The protesters are continuing to call for Mr Mubarak to leave office immediately, and say they are sceptical about any transition managed by the government.

In his response to the protests, President Mubarak has set up a committee to propose constitutional changes, and another is being formed to carry the changes out. There we go bureaucracy again. Perhaps Hosni should reconsider some of those exile options. When people are so wound up, offering to set up a committee to look at their concerns just doesn’t cut the mustard with your average angry Egyptian protester.

Vice-President Omar Suleiman, who announced the formation of the new committees, said he had briefed Mr Mubarak on recent talks with the opposition, and the president had welcomed the process of “dialogue” and “national reconciliation”.

“The president also underlined the importance of continuing the process and moving from guidelines to a clear map with a definite timetable” for a “peaceful and organised” transfer of power, he said. Well that was a sensational collection of politician-speak. That is, words that say a lot but mean nothing concrete.

But wait there is more. A third committee has been set up to ‘investigate’ the clashes between pro and anti-Mubarak groups last week in Cairo.

The result of this investigation will show how serious the government is about being truthful and open in their dealings. There is no way that the couter attack launched against the protesters was any kind of spontaneous act by individuals filled with love and admiration for Mubarak.
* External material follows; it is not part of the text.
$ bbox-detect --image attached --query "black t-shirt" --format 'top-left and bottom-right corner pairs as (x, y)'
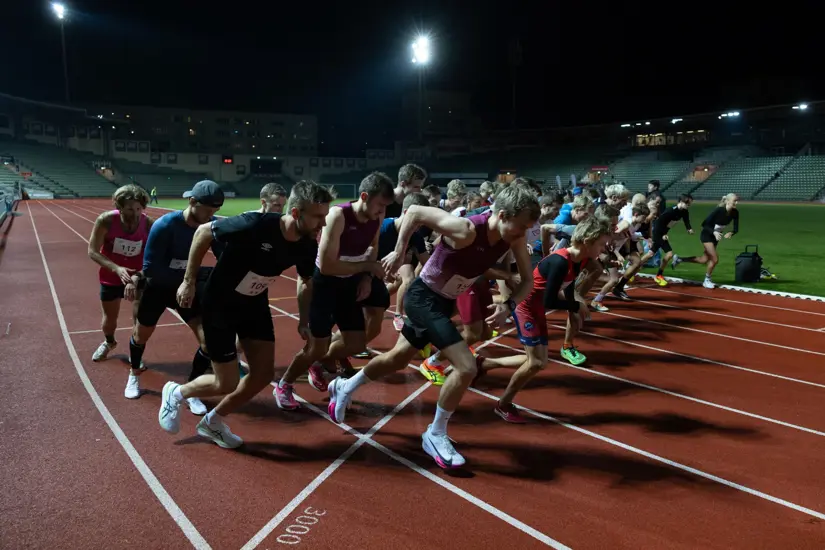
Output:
(204, 212), (318, 302)
(653, 206), (692, 235)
Something of that scale required some serious organisation. Who was in a position to organise something like that? Perhaps a government agency?

Human Rights Watch researchers say they have confirmed the deaths of 297 people in the protests since 28 January, based on a count from seven hospitals in the cities of Cairo, Alexandria and Suez. No comprehensive death toll has been given by the Egyptian government, but they will probably set up a committee to look into it.